Al llegar al Colegio de los Agustinos, bajaron los frailes que fueron llamados por tres campanadas, nos saludaron y al terminar vinieron las bendiciones.
Mi padre mandó llamar a Fray Bernardo Müller, al encontrarse se abrazaron y se retiraron para hablar a solas, un buen rato, antes de ir con el Superior, para que me aceptara en el convento.
Tenía conmigo los requisitos necesarios para entrar: el acta de bautizo, la confirmación, una carta de recomendación del párroco de Bailadores y de dos vecinos que atestiguaran mi devoción. Fray Bernardo Müller estaba satisfecho por la decisión de Macario. Fui aceptado ese mismo día y el sacerdote responsable de mi educación fue Fray Miguel Avellaneda al llevarme ante él, dijo el viejo fraile:
– Le enseñaré a leer las sagradas escrituras en griego y latín, la vida de los iluminados, la disciplina conventual y algún oficio para que pueda vivir honestamente y quizás hasta quiera ordenarse como agustino.
Desde ese día no volví a ver a mi padre. En ocasiones tenía noticias de él, cuando murió en una de sus tantas enrancias, llegué a saberlo años después. Pero para mi desgracia el viejo Avellaneda murió a los años de estar en el convento.
Luego mi nuevo maestro fue Fray Bernardo, quien siguió alentando la afición que tenía por labrar esculturas de madera. Con paciencia me enseñó a distinguir entre maderas blandas, maderas duras y el momento para cortarlas, si lo hacía en el momento incorrecto decía que perdería el tiempo, porque agarraría insectos.
Al empezar a esculpir sobre un tronco, cuya savia no se encontrara en las raíces en el momento de cortarlo, se pudriría con el tiempo y eso dependía de la atracción que ejercía la luna sobre sus fluidos. Los árboles decía: “son los seres más antiguos sobre la tierra, habían sido creados antes de Adán y Eva”.
Con frecuencia contaba antiguas leyendas de bosques sagrados de cedros, encinas, robles, olmos y fresnos entre los que correteaban los ancestros de los caballos y de todos los animales que nos rodean, pero también de los espíritus y seres de otras eras como los juguetones gnomos, junto a las traviesas dueñas de los bosques.

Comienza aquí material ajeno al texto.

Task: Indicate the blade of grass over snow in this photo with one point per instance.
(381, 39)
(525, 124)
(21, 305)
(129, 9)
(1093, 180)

En el viejo continente rendían culto al fresno, árbol sagrado donde Odín se colgó durante nueve días para obtener sus poderes oraculares, y al saber que de las raíces del fresno Yggdrasil manaba el agua de la fuente del destino, cuidada por las tres viejas nornas; dueñas del pasado, del presente y del futuro, tomó Odín de sus aguas para adquirir ese don.
Convivían junto a ellas el viejo dragón Niddhog y el feroz lobo Fenrir, que al soltarse de su invisible amarre acabaría con el mundo. Durante centurias eruditos, magos, alquimistas y soñadores buscaron el árbol de la inmortalidad, algunos creyeron que era el Yggdrasil, otros una planta parasita de doradas flores llamada muérdago.

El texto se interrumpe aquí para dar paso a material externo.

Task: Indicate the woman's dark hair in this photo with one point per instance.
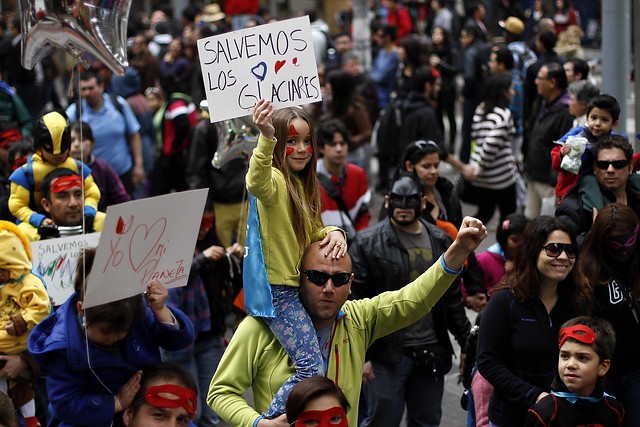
(327, 128)
(414, 49)
(84, 129)
(422, 75)
(612, 220)
(523, 279)
(446, 37)
(495, 92)
(118, 315)
(514, 223)
(417, 150)
(343, 86)
(312, 388)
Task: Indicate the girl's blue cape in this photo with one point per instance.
(257, 289)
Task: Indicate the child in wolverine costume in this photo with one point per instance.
(23, 304)
(52, 141)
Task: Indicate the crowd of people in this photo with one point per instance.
(338, 315)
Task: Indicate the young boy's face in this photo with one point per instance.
(600, 122)
(580, 367)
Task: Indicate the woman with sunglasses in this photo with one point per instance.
(518, 341)
(609, 261)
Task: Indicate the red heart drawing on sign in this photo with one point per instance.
(143, 242)
(123, 227)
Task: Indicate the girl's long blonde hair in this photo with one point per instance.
(281, 120)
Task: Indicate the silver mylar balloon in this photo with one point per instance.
(96, 27)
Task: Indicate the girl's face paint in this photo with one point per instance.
(299, 149)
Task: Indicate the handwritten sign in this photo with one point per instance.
(142, 241)
(275, 62)
(55, 260)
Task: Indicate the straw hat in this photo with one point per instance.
(513, 25)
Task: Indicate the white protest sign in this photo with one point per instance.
(142, 241)
(274, 61)
(55, 260)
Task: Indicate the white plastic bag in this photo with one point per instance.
(572, 161)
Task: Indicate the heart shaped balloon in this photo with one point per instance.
(81, 27)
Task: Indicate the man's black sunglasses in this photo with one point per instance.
(320, 278)
(617, 164)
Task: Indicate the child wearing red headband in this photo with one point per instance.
(168, 395)
(577, 394)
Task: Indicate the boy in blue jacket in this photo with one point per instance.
(94, 356)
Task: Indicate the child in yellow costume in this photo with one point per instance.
(52, 141)
(23, 304)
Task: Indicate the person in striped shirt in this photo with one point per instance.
(493, 160)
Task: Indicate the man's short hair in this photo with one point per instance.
(45, 187)
(584, 91)
(348, 56)
(169, 371)
(88, 75)
(504, 56)
(327, 128)
(580, 66)
(423, 75)
(548, 40)
(390, 30)
(613, 141)
(605, 336)
(473, 31)
(556, 72)
(607, 103)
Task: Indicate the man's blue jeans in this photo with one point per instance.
(395, 385)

Como afirmaban los relatos de Plinio en su Historia Natural: “era una planta muy curativa”, pero según el cojo sacerdote creía que estaban equivocados, pues esa planta estaba maldita por haber dado muerte a Balder. Y aseguraba que el lugar del árbol de la inmortalidad era el Edén.

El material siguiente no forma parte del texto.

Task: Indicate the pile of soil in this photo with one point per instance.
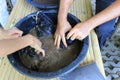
(49, 2)
(54, 59)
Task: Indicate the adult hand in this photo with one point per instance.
(37, 45)
(11, 33)
(80, 31)
(62, 28)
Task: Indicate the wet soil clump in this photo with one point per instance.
(54, 59)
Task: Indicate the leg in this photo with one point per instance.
(105, 30)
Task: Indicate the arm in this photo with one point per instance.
(10, 33)
(81, 30)
(8, 46)
(63, 25)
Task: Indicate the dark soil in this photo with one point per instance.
(55, 59)
(51, 2)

El sacerdote tenía más de la mitad de su vida hurgando entre viejos libros y manuscritos, encontrados en polvorientas librerías y olvidados bazares, dilapidó gran parte de la fortuna que heredó de sus padres, devorado por esa pasión.
Cuando casi se arruina, tuvo que dejar de viajar y lo único que ganó fue saber reconocer miles de yerbas curativas y cuál era su uso, por eso decidió entrar al orden de los agustinos en un convento de África, donde nadie supiera de su pasión y pudiera continuarla.
Con tristeza y rabia se quejaba de cómo esos condenados agustinos averiguaron su pasado. Por ello, decidieron enviarlo con todos sus libros y manuscritos a este perdido convento en América del Sur, en un olvidado país llamado Venezuela.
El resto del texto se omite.